Dwave Systems will be commercially releasing a new 1152 qubit quantum annealing system in March 2015

Dr. Colin P. Williams [CPW], Director of Business Development and Strategic Partnerships for D-Wave Systems provided answers in an email interview with Nextbigfuture.

1. How is Dwave doing with the 2048 qubit system ?

[CPW] D-Wave is making fantastic progress in fabricating ever-larger processors. In fact, we will be releasing our new 1,152-qubit “Washington” processor in March of this year. So we’re all very excited about that. However, size (i.e., qubit-count) is not the only aspect of the processor that has been improved. We have also lowered the noise and stretched the energy scale of the qubits (making them inherently more quantum mechanical), and we have strengthened our ability to create chains of qubits (making it easier to program the processor by locking qubits together to change the effective topology of the chip). Our initial performance tests have gone really well, and we are seeing some very exciting performance from the new processor. We are now perfecting new benchmark problems and new performance metrics that more clearly showcase the innate capabilities of the Washington system. These studies, and more, will be rolling out later in the year. So stay tuned for that.

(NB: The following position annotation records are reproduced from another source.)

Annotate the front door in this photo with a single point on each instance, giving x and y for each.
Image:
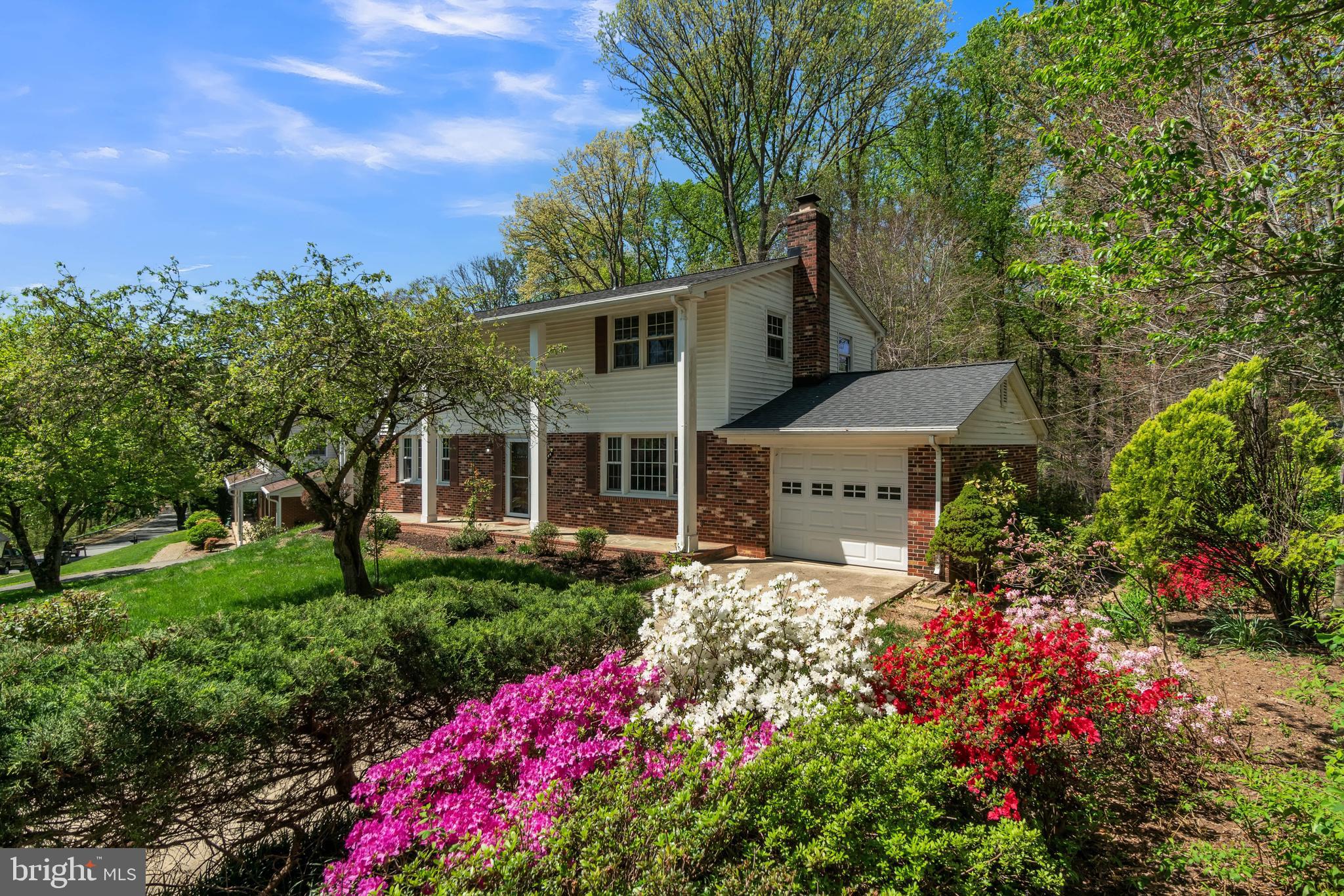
(518, 473)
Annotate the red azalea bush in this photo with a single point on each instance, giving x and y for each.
(1196, 580)
(1014, 695)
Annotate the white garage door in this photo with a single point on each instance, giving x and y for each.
(841, 507)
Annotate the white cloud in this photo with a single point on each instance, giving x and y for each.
(320, 71)
(102, 152)
(444, 18)
(250, 120)
(579, 109)
(480, 209)
(37, 190)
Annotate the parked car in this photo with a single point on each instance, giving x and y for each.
(11, 559)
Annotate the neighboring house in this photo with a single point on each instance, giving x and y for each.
(737, 406)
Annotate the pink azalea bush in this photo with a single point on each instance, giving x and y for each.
(510, 761)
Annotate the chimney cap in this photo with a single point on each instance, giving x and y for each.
(807, 202)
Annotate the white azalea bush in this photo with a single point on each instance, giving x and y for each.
(777, 652)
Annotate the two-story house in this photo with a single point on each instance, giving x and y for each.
(738, 406)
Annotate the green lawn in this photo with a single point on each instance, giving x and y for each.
(129, 555)
(293, 569)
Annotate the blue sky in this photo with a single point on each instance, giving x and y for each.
(229, 133)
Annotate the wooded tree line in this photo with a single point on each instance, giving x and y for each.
(1128, 198)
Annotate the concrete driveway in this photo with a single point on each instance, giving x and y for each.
(841, 580)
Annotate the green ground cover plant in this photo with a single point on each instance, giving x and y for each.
(158, 738)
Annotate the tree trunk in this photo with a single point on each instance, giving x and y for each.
(351, 558)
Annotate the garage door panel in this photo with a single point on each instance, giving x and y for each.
(833, 528)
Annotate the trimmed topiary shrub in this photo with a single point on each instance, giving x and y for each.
(206, 529)
(968, 533)
(543, 539)
(591, 542)
(385, 527)
(201, 516)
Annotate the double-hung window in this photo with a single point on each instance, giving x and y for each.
(625, 342)
(662, 338)
(410, 458)
(774, 336)
(614, 466)
(445, 460)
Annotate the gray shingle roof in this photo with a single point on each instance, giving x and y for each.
(635, 289)
(918, 398)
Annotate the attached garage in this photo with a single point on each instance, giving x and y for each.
(841, 507)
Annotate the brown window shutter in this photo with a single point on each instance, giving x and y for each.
(595, 462)
(600, 351)
(497, 496)
(702, 449)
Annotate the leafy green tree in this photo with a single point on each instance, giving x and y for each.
(593, 229)
(759, 97)
(969, 528)
(293, 361)
(70, 442)
(1221, 474)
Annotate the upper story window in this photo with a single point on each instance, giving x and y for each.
(662, 339)
(410, 458)
(774, 336)
(625, 342)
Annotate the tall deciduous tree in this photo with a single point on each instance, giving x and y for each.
(595, 228)
(760, 96)
(296, 360)
(70, 442)
(1208, 136)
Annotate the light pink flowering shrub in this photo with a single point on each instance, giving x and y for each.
(510, 761)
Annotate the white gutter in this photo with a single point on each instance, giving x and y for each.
(937, 495)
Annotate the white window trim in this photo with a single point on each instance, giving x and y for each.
(765, 332)
(625, 465)
(444, 441)
(842, 338)
(415, 460)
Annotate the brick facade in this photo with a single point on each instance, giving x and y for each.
(959, 461)
(808, 232)
(734, 510)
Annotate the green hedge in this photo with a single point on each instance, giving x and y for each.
(137, 741)
(843, 805)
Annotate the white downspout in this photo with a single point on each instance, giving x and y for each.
(937, 495)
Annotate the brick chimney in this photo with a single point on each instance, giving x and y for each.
(808, 234)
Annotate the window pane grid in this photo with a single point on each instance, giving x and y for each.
(648, 465)
(774, 336)
(613, 464)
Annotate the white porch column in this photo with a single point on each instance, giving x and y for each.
(429, 472)
(238, 516)
(537, 437)
(687, 539)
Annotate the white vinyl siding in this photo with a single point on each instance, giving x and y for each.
(846, 321)
(1000, 419)
(757, 378)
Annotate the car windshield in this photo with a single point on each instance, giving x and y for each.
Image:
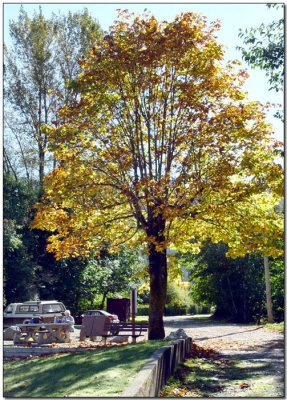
(52, 308)
(28, 309)
(9, 309)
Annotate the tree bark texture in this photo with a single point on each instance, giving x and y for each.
(268, 291)
(158, 287)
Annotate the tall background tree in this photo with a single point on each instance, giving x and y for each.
(161, 146)
(42, 55)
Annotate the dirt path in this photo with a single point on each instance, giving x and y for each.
(259, 353)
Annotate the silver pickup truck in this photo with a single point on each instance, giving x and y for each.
(18, 313)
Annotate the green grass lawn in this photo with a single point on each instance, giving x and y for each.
(276, 326)
(207, 375)
(97, 373)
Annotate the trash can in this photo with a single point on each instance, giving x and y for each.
(120, 307)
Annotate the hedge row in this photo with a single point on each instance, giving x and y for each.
(142, 309)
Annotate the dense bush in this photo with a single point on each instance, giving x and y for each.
(235, 287)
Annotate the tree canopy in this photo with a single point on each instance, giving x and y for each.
(160, 144)
(265, 49)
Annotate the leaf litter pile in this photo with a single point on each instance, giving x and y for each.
(204, 374)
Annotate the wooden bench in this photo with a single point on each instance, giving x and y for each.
(133, 329)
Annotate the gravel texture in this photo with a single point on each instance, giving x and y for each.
(259, 350)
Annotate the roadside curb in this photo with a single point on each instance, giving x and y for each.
(156, 371)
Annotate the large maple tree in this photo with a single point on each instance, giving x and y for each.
(161, 145)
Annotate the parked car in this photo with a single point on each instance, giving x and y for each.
(112, 317)
(19, 313)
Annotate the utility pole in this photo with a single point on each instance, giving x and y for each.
(268, 291)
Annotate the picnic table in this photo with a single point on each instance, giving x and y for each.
(43, 333)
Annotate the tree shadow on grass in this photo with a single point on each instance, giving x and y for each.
(90, 371)
(257, 369)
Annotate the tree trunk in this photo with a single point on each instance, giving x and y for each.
(158, 287)
(268, 291)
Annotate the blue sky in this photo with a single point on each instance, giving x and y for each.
(233, 16)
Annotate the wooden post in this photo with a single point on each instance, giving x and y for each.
(268, 291)
(133, 314)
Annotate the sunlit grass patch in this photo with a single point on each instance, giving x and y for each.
(97, 373)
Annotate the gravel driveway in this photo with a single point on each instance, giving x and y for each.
(260, 350)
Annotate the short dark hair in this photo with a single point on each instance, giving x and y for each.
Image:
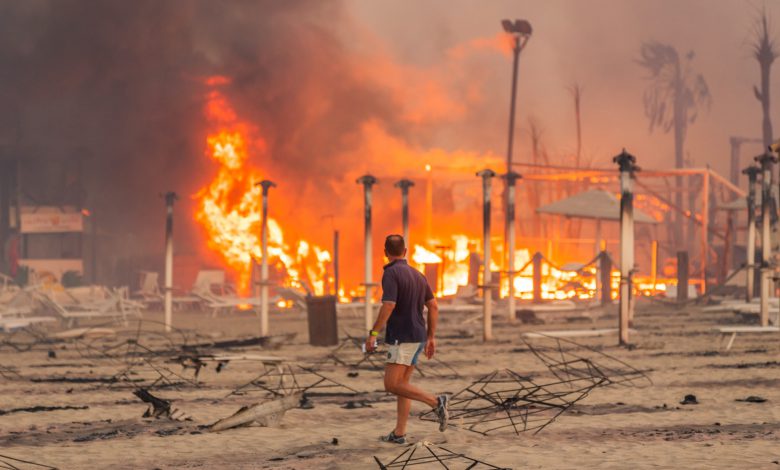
(394, 245)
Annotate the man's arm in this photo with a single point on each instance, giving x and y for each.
(381, 320)
(433, 319)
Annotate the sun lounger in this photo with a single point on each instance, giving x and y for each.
(734, 330)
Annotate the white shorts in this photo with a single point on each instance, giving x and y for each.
(404, 353)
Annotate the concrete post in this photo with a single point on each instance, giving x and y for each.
(405, 185)
(766, 160)
(627, 165)
(487, 320)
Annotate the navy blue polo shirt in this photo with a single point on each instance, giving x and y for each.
(409, 289)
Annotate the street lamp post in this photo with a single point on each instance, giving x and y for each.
(368, 181)
(264, 326)
(511, 180)
(521, 31)
(487, 285)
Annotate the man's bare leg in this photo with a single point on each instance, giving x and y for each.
(404, 406)
(395, 384)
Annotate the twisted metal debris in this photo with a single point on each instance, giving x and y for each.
(559, 355)
(424, 452)
(504, 400)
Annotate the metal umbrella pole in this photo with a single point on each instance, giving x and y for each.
(750, 266)
(511, 180)
(627, 164)
(405, 185)
(170, 198)
(368, 181)
(264, 327)
(766, 160)
(487, 286)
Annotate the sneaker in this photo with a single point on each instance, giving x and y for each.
(442, 412)
(392, 438)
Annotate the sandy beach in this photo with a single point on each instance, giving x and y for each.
(96, 422)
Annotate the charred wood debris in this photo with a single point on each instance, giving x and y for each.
(154, 367)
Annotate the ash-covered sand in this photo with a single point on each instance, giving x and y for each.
(93, 422)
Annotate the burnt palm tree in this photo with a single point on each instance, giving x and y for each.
(672, 101)
(765, 53)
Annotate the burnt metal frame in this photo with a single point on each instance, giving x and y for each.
(9, 463)
(370, 358)
(505, 399)
(566, 365)
(407, 458)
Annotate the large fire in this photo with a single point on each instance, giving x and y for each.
(229, 208)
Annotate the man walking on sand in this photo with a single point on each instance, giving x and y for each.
(405, 292)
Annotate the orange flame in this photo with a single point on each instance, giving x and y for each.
(230, 207)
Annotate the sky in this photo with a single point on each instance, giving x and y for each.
(334, 89)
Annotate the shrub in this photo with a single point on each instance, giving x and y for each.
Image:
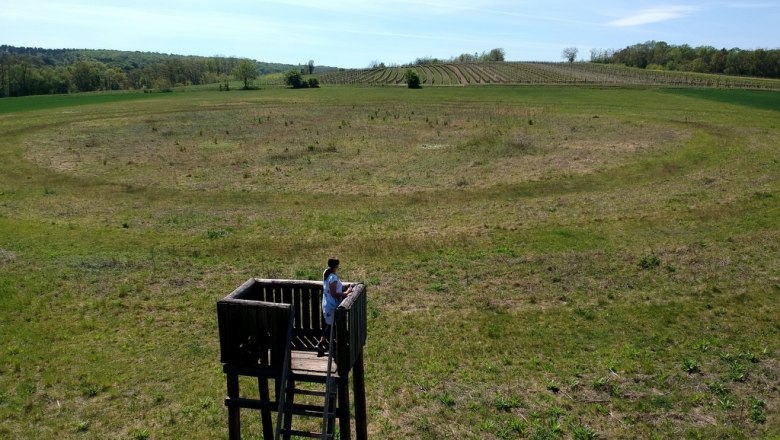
(412, 79)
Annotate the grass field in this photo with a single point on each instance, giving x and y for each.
(541, 262)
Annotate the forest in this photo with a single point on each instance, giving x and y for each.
(658, 55)
(35, 71)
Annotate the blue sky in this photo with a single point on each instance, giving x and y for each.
(353, 33)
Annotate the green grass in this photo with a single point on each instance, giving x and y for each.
(542, 262)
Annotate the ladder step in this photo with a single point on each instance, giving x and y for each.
(309, 411)
(305, 434)
(312, 393)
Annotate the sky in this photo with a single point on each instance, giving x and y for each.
(356, 33)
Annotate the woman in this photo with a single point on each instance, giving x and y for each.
(332, 294)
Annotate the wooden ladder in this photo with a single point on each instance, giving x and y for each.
(288, 391)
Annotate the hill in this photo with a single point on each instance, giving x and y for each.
(459, 74)
(37, 71)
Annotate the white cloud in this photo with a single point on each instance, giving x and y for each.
(654, 15)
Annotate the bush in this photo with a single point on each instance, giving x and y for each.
(294, 79)
(412, 79)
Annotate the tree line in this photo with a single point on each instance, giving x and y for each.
(34, 71)
(658, 55)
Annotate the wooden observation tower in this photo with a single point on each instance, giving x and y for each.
(269, 329)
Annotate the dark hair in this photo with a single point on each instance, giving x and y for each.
(332, 264)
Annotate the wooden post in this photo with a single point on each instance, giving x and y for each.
(343, 393)
(359, 388)
(234, 412)
(265, 395)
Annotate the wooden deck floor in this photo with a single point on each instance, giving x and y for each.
(309, 363)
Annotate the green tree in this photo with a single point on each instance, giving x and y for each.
(570, 54)
(497, 54)
(245, 71)
(412, 79)
(294, 79)
(87, 76)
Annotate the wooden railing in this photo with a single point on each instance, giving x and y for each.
(305, 297)
(351, 327)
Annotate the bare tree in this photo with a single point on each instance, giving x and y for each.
(570, 54)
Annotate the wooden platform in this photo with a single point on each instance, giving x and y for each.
(308, 363)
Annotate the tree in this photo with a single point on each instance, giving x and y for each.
(497, 54)
(294, 79)
(245, 71)
(570, 54)
(412, 79)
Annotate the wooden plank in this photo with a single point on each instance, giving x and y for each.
(234, 413)
(265, 395)
(359, 390)
(308, 362)
(299, 322)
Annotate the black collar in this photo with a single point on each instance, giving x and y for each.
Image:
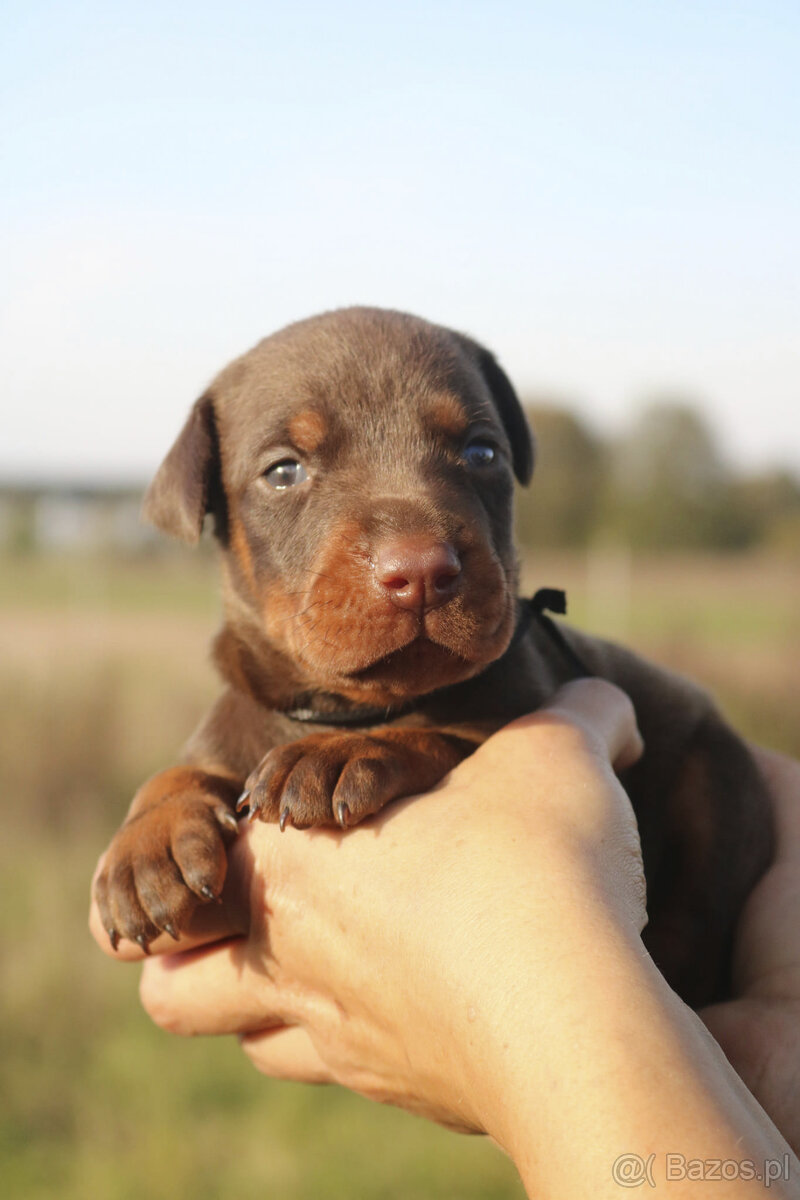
(535, 609)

Previously Nextbigfuture reported that Dwave has shown a chip with 2048 physical qubits. This is the same chip but only 1152 qubits will be active.

2. Any comment on Ivan Deutsch ? He is at the University of New Mexico’s Center for Quantum Information and Control on scaling up binary quantum bits into base-16 digits.

Question to Ivan Deutsch in Quanta magazine : Is the D-Wave machine a quantum simulator?

Ivan Deutsch answer – The D-Wave prototype is not a universal quantum computer. It is not digital, nor error-correcting, nor fault tolerant. It is a purely analog machine designed to solve a particular optimization problem. It is unclear if it qualifies as a quantum device.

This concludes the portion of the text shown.